On-Line Banking: After a Series of Setbacks, CommerceNet Rights Itself

CommerceNet, the two-year-old consortium dedicated to the growth of electronic commerce, has undergone a renaissance.

Back in March, the organization found itself homeless and without leadership. Its staff had dwindled to four, and its founding executive director, Cathy Medich, had left to join Verifone Inc.

Verifone - which had acquired the company that organized CommerceNet - found that it no longer had space for the consortium in its Menlo Park, Calif., offices.

In the intervening months, CommerceNet has managed to pick itself up, brush itself off, and reestablish itself in new offices in Palo Alto.

"In the last six to eight months, we have been very busy reengineering CommerceNet," said Asim Abdullah, 33, the new executive director. "We have basically started up a whole new company."

Thanks to brisk staff recruitment, 28 people now work for CommerceNet, and 200 banks and other organizations are signed up as dues-paying members.

Mr. Abdullah, who has worked at CommerceNet for 11 months and who previously worked for International Business Machines Corp., was tapped to replace Ms. Medich last spring.

Back in June - when 150 companies were members - the consortium got a boost when Jay M. Tenenbaum, CommerceNet's founder, left his post at Verifone to come on board as full-time chairman.

Despite the growing pains, CommerceNet has been active in a variety of electronic commerce projects, including the Joint Electronic Payments Initiative (which is working to promote a standard payment negotiation protocol for the Internet) and ETrust (a validation system for privacy and security on-line).

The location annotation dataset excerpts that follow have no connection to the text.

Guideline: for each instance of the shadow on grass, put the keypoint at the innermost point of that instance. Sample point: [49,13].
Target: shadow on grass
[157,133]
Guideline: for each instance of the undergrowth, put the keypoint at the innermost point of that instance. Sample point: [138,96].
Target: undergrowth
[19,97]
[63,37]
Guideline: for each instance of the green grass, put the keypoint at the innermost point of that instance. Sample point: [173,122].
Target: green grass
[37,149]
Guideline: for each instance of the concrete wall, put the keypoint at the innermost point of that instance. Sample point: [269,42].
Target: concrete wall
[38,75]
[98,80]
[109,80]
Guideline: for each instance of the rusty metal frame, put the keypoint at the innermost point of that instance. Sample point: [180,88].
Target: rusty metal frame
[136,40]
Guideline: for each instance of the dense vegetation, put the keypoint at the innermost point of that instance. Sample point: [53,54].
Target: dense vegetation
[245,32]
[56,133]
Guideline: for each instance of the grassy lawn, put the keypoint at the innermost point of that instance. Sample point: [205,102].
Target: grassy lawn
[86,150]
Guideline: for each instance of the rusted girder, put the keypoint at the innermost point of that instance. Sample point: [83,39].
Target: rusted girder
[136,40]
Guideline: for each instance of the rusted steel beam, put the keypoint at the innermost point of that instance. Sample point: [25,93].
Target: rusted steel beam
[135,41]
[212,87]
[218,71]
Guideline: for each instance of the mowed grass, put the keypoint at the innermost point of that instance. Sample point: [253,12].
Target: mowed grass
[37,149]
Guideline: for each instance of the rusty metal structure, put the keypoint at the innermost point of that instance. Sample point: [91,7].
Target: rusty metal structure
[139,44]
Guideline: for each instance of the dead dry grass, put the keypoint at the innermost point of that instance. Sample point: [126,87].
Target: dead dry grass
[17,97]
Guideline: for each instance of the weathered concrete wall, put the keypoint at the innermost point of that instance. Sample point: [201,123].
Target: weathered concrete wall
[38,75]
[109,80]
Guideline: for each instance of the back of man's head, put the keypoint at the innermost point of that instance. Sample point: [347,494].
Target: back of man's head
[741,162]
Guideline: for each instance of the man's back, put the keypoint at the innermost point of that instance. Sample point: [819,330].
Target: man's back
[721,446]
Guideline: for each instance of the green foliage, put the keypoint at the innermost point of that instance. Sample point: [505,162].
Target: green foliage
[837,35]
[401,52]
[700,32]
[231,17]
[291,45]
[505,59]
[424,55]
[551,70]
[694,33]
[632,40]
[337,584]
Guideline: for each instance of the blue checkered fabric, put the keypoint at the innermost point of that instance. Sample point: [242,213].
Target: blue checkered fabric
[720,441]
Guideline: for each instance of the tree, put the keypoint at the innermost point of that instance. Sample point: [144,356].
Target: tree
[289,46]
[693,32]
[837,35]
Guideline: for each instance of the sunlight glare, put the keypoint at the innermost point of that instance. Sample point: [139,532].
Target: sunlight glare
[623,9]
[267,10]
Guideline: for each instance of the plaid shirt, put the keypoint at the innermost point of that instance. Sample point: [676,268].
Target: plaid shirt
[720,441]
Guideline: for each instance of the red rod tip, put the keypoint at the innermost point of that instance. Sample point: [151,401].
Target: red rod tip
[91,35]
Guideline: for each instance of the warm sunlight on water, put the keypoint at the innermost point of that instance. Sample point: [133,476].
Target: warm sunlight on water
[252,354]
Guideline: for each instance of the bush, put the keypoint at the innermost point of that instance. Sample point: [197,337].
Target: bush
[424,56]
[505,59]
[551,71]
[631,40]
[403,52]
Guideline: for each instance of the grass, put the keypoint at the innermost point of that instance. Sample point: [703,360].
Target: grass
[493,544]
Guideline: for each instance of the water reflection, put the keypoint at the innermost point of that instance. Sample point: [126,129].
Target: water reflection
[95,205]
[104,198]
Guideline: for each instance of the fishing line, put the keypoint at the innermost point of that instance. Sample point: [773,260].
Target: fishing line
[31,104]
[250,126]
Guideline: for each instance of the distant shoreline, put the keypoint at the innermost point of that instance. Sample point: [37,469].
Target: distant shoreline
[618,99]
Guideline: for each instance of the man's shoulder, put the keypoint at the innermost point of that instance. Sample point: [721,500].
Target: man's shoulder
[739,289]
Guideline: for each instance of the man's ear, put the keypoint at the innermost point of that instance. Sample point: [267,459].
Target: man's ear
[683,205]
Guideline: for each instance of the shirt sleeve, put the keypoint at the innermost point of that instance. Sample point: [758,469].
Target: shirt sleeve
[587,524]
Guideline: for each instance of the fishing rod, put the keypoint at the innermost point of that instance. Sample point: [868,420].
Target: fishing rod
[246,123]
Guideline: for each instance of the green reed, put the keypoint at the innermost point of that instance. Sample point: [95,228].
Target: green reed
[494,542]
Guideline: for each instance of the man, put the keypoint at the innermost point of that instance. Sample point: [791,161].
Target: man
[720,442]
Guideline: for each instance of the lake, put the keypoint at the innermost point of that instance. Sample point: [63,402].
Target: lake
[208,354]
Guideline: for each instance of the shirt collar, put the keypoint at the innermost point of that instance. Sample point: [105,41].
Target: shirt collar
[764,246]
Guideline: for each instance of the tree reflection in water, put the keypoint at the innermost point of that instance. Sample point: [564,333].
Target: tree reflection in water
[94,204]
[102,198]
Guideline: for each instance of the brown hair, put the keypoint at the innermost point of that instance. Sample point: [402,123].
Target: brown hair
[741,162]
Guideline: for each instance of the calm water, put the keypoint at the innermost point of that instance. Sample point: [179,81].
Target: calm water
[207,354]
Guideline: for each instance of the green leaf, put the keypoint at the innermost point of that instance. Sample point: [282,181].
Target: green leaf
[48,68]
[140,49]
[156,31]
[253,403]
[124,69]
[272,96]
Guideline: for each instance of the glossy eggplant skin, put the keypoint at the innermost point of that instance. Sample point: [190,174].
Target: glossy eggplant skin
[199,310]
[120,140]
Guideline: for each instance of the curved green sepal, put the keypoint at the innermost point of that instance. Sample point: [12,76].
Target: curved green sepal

Another initiative, Eco-system, aims to build a kind of universal platform for Web commerce.

"The problem we are starting to see is a proliferation of platforms ranging from payment systems to merchant servers to search engines and so on. And every time you go to build an application or a solution, you're either tied to a specific vendor or you have to custom-put these pieces together," Mr. Abdullah said.

"We are trying to create an interoperable layer, an architecture which we are calling the Eco-system, which will encapsulate all these various pieces and then allow a set of electronic commerce solutions to be developed to a common interface."

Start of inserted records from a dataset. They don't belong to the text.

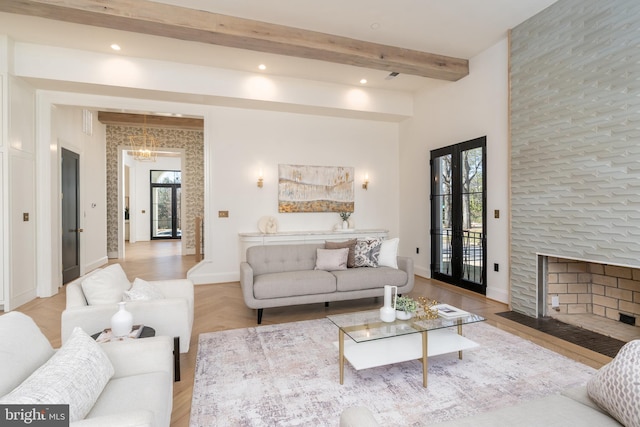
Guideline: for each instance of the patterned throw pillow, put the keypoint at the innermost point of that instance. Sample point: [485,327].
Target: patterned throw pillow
[75,375]
[367,252]
[351,244]
[616,386]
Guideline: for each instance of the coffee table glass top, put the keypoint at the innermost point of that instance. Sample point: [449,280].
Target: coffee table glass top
[364,326]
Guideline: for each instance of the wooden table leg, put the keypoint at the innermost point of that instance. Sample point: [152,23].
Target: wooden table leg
[424,358]
[341,357]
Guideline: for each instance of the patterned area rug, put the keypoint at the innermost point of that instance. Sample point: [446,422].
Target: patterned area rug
[287,375]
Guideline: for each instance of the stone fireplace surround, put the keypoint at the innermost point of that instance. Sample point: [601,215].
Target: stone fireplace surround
[584,287]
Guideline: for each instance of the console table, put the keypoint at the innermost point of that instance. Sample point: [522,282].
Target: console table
[296,237]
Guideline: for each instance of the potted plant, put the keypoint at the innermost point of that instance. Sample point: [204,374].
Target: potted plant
[405,307]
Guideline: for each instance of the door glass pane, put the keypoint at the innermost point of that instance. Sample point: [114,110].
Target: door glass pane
[442,198]
[472,214]
[178,210]
[161,225]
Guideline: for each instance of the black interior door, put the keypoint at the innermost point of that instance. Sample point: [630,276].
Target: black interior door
[458,214]
[70,216]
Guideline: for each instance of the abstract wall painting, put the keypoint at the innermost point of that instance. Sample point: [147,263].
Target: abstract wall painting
[315,188]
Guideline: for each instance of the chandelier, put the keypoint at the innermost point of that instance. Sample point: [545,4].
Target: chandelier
[144,146]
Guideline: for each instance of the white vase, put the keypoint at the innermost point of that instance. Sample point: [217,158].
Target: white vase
[121,322]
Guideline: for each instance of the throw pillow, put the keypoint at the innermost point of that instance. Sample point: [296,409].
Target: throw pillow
[141,290]
[351,244]
[75,375]
[367,252]
[331,259]
[105,286]
[389,253]
[616,386]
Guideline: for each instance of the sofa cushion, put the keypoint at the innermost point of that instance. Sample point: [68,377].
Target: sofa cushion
[135,392]
[389,253]
[351,244]
[367,252]
[332,259]
[25,349]
[141,290]
[75,375]
[106,286]
[293,283]
[616,386]
[280,258]
[368,278]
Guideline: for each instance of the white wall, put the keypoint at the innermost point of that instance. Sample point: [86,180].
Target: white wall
[241,142]
[453,113]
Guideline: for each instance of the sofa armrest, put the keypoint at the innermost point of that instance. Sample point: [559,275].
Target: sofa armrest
[75,295]
[139,418]
[140,356]
[178,288]
[246,283]
[169,316]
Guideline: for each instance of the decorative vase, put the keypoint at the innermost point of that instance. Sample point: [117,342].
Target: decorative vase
[122,321]
[388,311]
[403,315]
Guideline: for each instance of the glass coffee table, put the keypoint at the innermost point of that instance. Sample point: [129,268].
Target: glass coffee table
[370,342]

Just as electronic commerce has matured and progressed since 1994, so has CommerceNet found its role evolving. Instead of being concerned primarily with "early adopter" types of Web applications, CommerceNet in its latest strategic push is aiming squarely toward mass deployment of electronic commerce.

"Two years ago, we were focused on bringing people together in collaborative forums," Mr. Abdullah said. "That's not needed as much. What's needed now is more leadership to drive the industry around some key projects."